Reader and informant Yotam Hadar brought an interesting site to our attention recently. Built by Fallon, the Travelers “In Synch Challenge” site is a quiz-based approach to learning about home and office safety. It’s incredibly similar to a site I saw several months ago called The Bad Luck Test created by Swedish studio Forsman and Bodenfors.
Both sites employ 3D and low-level interactivity to motivate the user, but Fallon’s effort takes a more cinematic approach, using camera moves and composited actors to add a sense of drama missing from Forsman and Bodenfors’ site.
This isn’t a critique of The Back Luck Test. Far from it. F&B did a great job and deserve to be commended. I’m simply saying that Fallon’s site is the natural evolution of this approach to web design. It builds on what F&B did and puts more of a broadcast spin on it. F&B’s site, by contrast, could be described more as traditional Flash-based web design with some very nice CG imagery.
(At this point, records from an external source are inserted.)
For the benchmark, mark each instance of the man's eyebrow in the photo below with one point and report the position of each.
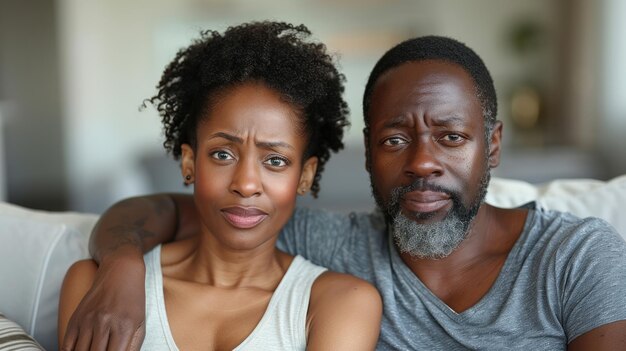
(261, 144)
(449, 119)
(226, 136)
(395, 122)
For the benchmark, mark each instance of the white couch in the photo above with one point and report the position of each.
(37, 247)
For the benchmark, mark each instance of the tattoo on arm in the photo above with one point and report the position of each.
(129, 234)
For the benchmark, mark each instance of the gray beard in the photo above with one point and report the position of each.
(434, 240)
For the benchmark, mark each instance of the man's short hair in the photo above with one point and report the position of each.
(437, 48)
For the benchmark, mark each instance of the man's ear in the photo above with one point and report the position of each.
(494, 147)
(308, 175)
(366, 141)
(187, 164)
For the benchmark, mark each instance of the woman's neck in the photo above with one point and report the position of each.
(203, 259)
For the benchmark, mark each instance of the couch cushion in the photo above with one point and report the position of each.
(36, 249)
(582, 197)
(13, 337)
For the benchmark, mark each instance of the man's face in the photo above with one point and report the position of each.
(428, 158)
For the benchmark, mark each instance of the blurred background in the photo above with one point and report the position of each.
(73, 74)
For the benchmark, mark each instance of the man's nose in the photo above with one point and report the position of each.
(423, 161)
(246, 180)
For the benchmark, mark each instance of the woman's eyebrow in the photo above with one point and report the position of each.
(229, 137)
(273, 145)
(261, 144)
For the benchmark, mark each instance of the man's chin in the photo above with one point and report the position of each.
(435, 239)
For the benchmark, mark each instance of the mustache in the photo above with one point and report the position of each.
(421, 184)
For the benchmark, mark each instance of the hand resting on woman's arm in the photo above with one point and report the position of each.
(113, 308)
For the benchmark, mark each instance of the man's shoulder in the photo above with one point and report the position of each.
(563, 233)
(360, 221)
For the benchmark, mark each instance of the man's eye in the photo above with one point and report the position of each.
(276, 161)
(222, 155)
(394, 141)
(454, 138)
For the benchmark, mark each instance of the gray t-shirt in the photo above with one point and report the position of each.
(563, 277)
Freedom Interactive Design: Would You Like a Website?
In the same vein as the Travelers site is Freedom Interactive Design’s Would You Like a Website?
In this instance, the compositing is essentially a reversed version of the Fallon site, with the live action creating a context for the work. Some of the tracking’s a little dodgy, but generally it’s well done, and the concept is pretty entertaining.
Thanks for the tip, Ross.
This Was Supposed to be the Future
The sites above are only two examples of a growing list of sites mixing 3D, motion graphics, live action and interactivity to create compelling (or at least novel) experiences. They’re not really new, but they’re getting more impressive by the day.
And yet I still feel frustrated by the current state of convergence. The lack of ultrabroadband penetration creates a glass ceiling for truly revolutionary mass market hybrid experiences. As it stands now, broadcast designers are forced to think within the rather rigid box of the browser, often treating it as a movie screen with hotspots. This is not unlike the trend of early web design in which sites attempted to basically become hyperlinked versions of their print-based counterparts. We try so hard to think outside of one box only to realize that we are still stuck in another, larger box.
Tools like After Effects (on the broadcast side) and Flash (on the web side) are inching closer and closer to each other in terms of overlapping functionality and roundtrip editing. And while Adobe’s acquisition of Macromedia promises to expedite this merging of tools, the fact is that, in the US at least, the infrastructure behind our delivery mechanisms is woefully limiting. What sucks is that there are several viable technologies that could potentially grant high-speed, inexpensive wireless internet access to millions of people, but since these technologies don’t fit within the short-sighted business goals of telecoms (and because the FCC is merely a puppet for these businesses), our creative growth, both as designers and consumers, is stunted.
The Good News, a.k.a. The Gospel According to Motion
Okay, I know I’m ranting, but I recently did see a very encouraging development. While riding up the escalator in the Tottenham Court station in London, I noticed that instead of dozens of posters lining the wall, there were dozens of flat-panel monitors. Dozens is kind of an understatement: there were a crapload of them, all synced to show the same video at the same time, so as you rode the escalator up you had a continuous video experience.
Motion graphics, in effect, had supplanted static graphic design.
I’m not sure if this shift if happening in the States yet; I’ll keep my eyes peeled while I’m in New York. But I am sure that the floodgates are open. In the next couple decades, every surface we formerly regarded as the domain of static design will increasingly become the playground of motion. This is exceptionally good news for motion graphics designers. We are positioned to ride a huge wave of growth in the design industry as this paradigm shift becomes a reality in train stations, airports, waiting rooms, living rooms—even on the covers of newspapers and magazines. And don’t get me started on mobile phones.
It’s not as far away as you might think. In fact, I think everything I’ve said here is so self-evident it borders on being obsolete. What I think isn’t so obvious is that the rise of motion graphics as the lingua franca of communication design corresponds to a McLuhan-like shift back towards a culture of storytelling (albeit storytelling powered by imagery, instead of auditory experience). Motion is inherently imbued with a narrative impulse, however abstract it might be. Motion is dynamic and fluid, like life itself.
In short, motion designers are the most relevant communicators for the 21st century.